Chaque matin, Nicolas Beytout analyse l'actualité politique et nous livre son opinion. Ce vendredi, il revient sur la tentative de diabolisation de l'extrême-droite, face à la montée de Marine Le Pen dans les sondages.
Emmanuel Macron était en déplacement, hier, en Charente-Maritime, pour parler environnement. Mais il a aussi beaucoup parlé d’autres sujets.
Oui, de 2 sujets en particulier. L’un qui lui a été imposé : à peine était-il descendu de voiture pour son premier contact avec des habitants qu’un opposant lui a crié : "McKinsey, Macron démission". Le braillard a été prestement évacué par les forces de l’ordre, mais Emmanuel Macron (qui a l’ouïe fine, lui au moins) ne peut pas ne pas avoir entendu. D’ailleurs la scène (en plus calme) s’est répétée dans la journée, et le sujet est revenu sur la table, de sorte que, si le candidat-Président pensait jusqu’à présent que le dossier McKinsey n’était pas dans la conversation des gens (comme le soutient son entourage), alors le voilà informé du risque politique que charrie ce dossier. Aucun doute, il devra le traîner jusqu’à l’élection.

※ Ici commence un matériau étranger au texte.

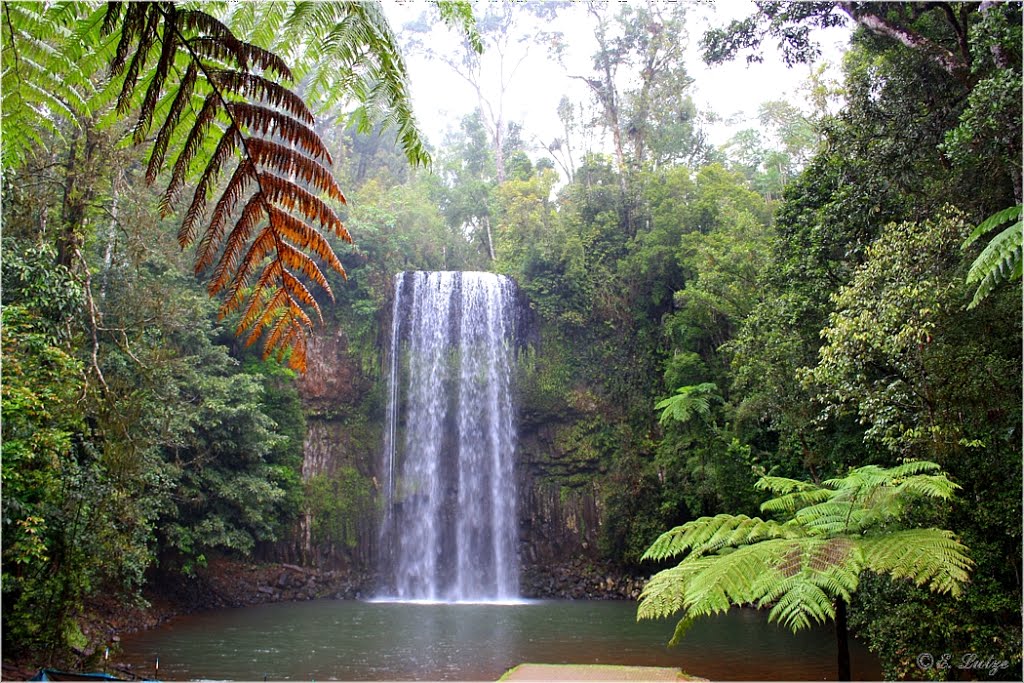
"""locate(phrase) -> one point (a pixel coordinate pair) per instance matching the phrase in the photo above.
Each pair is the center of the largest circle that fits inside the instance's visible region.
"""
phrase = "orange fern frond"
(225, 148)
(293, 198)
(255, 86)
(296, 260)
(251, 215)
(245, 174)
(290, 162)
(297, 290)
(305, 237)
(255, 315)
(266, 121)
(262, 126)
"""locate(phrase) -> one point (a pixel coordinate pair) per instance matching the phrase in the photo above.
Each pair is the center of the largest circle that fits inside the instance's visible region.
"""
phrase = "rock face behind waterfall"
(559, 483)
(450, 523)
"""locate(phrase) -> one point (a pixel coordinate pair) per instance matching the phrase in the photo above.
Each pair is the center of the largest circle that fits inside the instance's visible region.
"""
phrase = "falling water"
(449, 530)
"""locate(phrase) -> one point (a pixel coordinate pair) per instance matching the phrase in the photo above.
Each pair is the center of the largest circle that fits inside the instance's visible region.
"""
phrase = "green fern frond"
(349, 58)
(709, 535)
(1000, 260)
(687, 402)
(801, 567)
(927, 556)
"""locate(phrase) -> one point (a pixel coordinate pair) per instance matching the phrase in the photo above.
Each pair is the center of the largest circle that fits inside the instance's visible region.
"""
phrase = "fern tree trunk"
(842, 641)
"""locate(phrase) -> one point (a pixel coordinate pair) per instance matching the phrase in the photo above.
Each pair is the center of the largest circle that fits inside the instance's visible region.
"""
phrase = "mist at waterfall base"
(449, 539)
(449, 529)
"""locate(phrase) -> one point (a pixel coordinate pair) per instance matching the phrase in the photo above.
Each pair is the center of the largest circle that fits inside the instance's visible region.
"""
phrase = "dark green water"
(347, 640)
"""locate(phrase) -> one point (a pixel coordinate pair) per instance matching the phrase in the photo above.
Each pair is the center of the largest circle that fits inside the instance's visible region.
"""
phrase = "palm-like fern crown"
(800, 565)
(209, 103)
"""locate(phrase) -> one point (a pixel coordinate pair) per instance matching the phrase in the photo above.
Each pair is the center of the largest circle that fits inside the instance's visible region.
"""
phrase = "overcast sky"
(441, 97)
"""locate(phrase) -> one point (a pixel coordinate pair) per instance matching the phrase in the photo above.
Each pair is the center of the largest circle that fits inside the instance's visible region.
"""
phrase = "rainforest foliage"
(800, 303)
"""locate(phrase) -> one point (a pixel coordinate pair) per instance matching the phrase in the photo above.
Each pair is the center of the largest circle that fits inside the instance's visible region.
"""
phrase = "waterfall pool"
(349, 640)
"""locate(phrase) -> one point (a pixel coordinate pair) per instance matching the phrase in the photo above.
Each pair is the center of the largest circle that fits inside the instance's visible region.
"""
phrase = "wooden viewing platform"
(593, 672)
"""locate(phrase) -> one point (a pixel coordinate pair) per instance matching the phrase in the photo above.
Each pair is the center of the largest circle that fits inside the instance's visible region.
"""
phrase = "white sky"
(440, 97)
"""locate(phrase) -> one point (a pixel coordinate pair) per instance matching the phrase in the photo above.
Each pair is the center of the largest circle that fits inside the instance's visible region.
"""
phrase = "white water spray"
(450, 518)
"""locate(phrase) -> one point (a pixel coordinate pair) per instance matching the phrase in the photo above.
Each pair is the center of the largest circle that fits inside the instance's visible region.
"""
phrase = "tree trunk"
(491, 243)
(842, 641)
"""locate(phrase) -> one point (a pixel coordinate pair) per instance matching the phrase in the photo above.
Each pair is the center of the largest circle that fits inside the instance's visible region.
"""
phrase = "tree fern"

Vous disiez qu’il y avait 2 sujets ?
Oui, le deuxième, c’est une histoire de tandem ?
De tandem ?
Exactement. C’est l’expression qu’emploie désormais Emmanuel Macron pour parler de sa principale adversaire, Marine Le Pen. La candidate du Rassemblement national (on l’a déjà évoqué ici) monte dans les sondages, au fur et à mesure que le candidat-Président, lui au contraire, baisse. Rien que de très normal : il vient de dévoiler son programme (avec quelques propositions un peu urticantes), et puis l’effet drapeau, qui le protégeait depuis le déclenchement de la guerre d’Ukraine, commence doucement à s’estomper.
Rien d’anormal, donc, rien d’inquiétant non plus pour le Président sortant. En tout cas pour ce qui concerne le premier tour. Car au second tour, c’est une autre histoire. Dans tous les sondages, le rapport de forces entre les deux finalistes les plus probables (Macron-Le Pen) se resserre rapidement. Emmanuel Macron ressort systématiquement en tête, mais il rassemble au mieux 55% des voix. Et certaines études ne lui accordent plus que 2,5 points d’avance, une marge dangereusement faible. Ce qui est frappant, dans cette configuration, c’est de voir à quel point un duel Macron-Le Pen au second tour serait différent de ce qu’il était en 2017.
Cette fois, la patronne du Rassemblement national aura une réserve de voix : elle pourra rassembler sur son nom l’essentiel du vote Zemmour, celui de Dupont-Aignan, plus une partie de la droite LR (cette fois-ci en partie décomplexée), plus les voix de tous ceux qui ont fini par éprouver de la détestation pour Emmanuel Macron. Un vieux briscard de la politique, un des meilleurs connaisseurs français du terrain électoral, me disait récemment qu’il était frappé de voir à quel point ce sentiment brutal était répandu.
Bon, mais que vient faire un tandem dans cette histoire ?
Celui dont parle le candidat-Président, c’est le tandem Le Pen-Zemmour, et il a une fonction très précise : rediaboliser sa principale adversaire, Marine Le Pen, montrer qu’ils sont, avec Zemmour, tous les deux les porteurs du même projet d’extrême-droite. Eric Zemmour a une image majoritairement très négative dans l’opinion publique. Dire en substance, Le Pen, c’est Zemmour, c’est essayer de jeter la même opprobre sur celle qui a réussi depuis des années (et plus encore dans sa campagne électorale) à adoucir son image. Emmanuel Macron y va en direct : "J’ai moins entendu dire qu’elle est d’extrême-droite", souligne le Président, qui ajoute : "Les gens ont détourné le regard, ils disent 'c’est plus sympathique', ils ont banalisé le Front national " (le chef de l’Etat utilise l’ancien nom du RN pour bien montrer qu’il s’est juste déguisé avec un nouveau sigle).
En quelques phrases, Emmanuel Macron vient d’acter plusieurs changements de stratégie : 1) le candidat a décidé de mettre entre parenthèses ses réflexes de Président pour se plonger dans la petite politique, sans trop de complexe ; 2) jusqu’à présent il divisait le paysage politique en 2 camps, les progressistes et les nationalistes, là il parle clair, son adversaire c’est l’extrême droite. Et puis 3) La menace de Marine Le Pen est là, il veut mobiliser, il évoque même une résurgence du "front républicain", et pour cela il va la diaboliser. La fin de campagne, c’est une certitude, va être dure.